Die Einwohner Galiziens wurden einst von der sowjetischen und werden heute von der russischen Propaganda als „Banderowzy“ beschimpft – als Anhänger des militanten ukrainischen Nationalismus der 1930er und 1940er Jahre. Stepan Bandera, der damals den radikalen Flügel der Organisation der Ukrainischen Nationalisten (OUN) anführte, wird vor allem in der Westukraine als Kämpfer für die Unabhängigkeit der Ukraine verehrt.
Ausgeblendet wird dabei völlig unkritisch die andere Seite der Medaille – insbesondere die Vernichtung der polnischen Bevölkerung durch die ukrainische Aufstandsarmee, dem militärischen Arm der OUN, in Wolhynien und Ostgalizien im Zweiten Weltkrieg, aber auch die Rolle der OUN bei den jüdischen Pogromen und deren zeitweise Kollaboration mit Nazideutschland.
Obwohl die Ideologie des ukrainischen Nationalismus der 1930er Jahre nur von einem kleinen Teil der Gesellschaft akzeptiert wird, leben die Feindbilder aus der Sowjetzeit weiter. Besonders die Krim ist dafür ein dankbares Pflaster. Bei der Annexion der Halbinsel stand die Warnung vor den imaginierten „Banderowzy“ im Zentrum der russischen Propaganda.
„Freie Stadt für freie Bürger“
Paradoxerweise hindert diese Hysterie die russischen Touristen nicht daran, das wieder aufgeblühte Flair der Wiener Kaffeehäuser in Lemberg und dessen gastfreundliche Atmosphäre zu genießen.

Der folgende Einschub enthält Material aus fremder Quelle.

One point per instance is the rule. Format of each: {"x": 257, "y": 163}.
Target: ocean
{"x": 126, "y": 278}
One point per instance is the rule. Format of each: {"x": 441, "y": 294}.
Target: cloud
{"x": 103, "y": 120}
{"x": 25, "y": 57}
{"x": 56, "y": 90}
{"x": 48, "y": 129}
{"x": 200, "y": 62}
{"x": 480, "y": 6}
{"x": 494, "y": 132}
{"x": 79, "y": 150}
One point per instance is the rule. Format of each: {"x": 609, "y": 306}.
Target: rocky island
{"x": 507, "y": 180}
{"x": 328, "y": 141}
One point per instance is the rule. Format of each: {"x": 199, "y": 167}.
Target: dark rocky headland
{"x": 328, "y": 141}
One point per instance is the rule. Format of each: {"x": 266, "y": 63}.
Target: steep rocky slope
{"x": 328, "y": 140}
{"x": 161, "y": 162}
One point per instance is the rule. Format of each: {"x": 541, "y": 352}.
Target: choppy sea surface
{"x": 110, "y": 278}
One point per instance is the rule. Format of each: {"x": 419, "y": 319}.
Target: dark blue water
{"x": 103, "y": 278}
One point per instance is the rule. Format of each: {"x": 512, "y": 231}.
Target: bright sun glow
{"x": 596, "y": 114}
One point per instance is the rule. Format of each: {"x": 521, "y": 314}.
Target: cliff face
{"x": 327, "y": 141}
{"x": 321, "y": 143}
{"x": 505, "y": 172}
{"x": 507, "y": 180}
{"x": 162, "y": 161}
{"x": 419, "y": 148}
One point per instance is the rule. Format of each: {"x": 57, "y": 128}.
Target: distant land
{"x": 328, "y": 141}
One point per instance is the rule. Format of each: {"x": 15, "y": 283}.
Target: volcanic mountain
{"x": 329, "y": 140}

Lemberg präsentiert sich heute gern als eine weltoffene Stadt, die ihre Kraft nicht nur aus der Vergangenheit schöpft, sondern eine elektrisierende Mischung aus Tradition und Moderne bietet. „Freie Stadt für freie Bürger“ stand auf einem Plakat am Rathaus im EU-Blau während der ukrainischen Revolution in diesem Winter. Dadurch werden keine Bilder aus der Zeit vor dem Ersten Weltkrieg wach, eher die von 1848.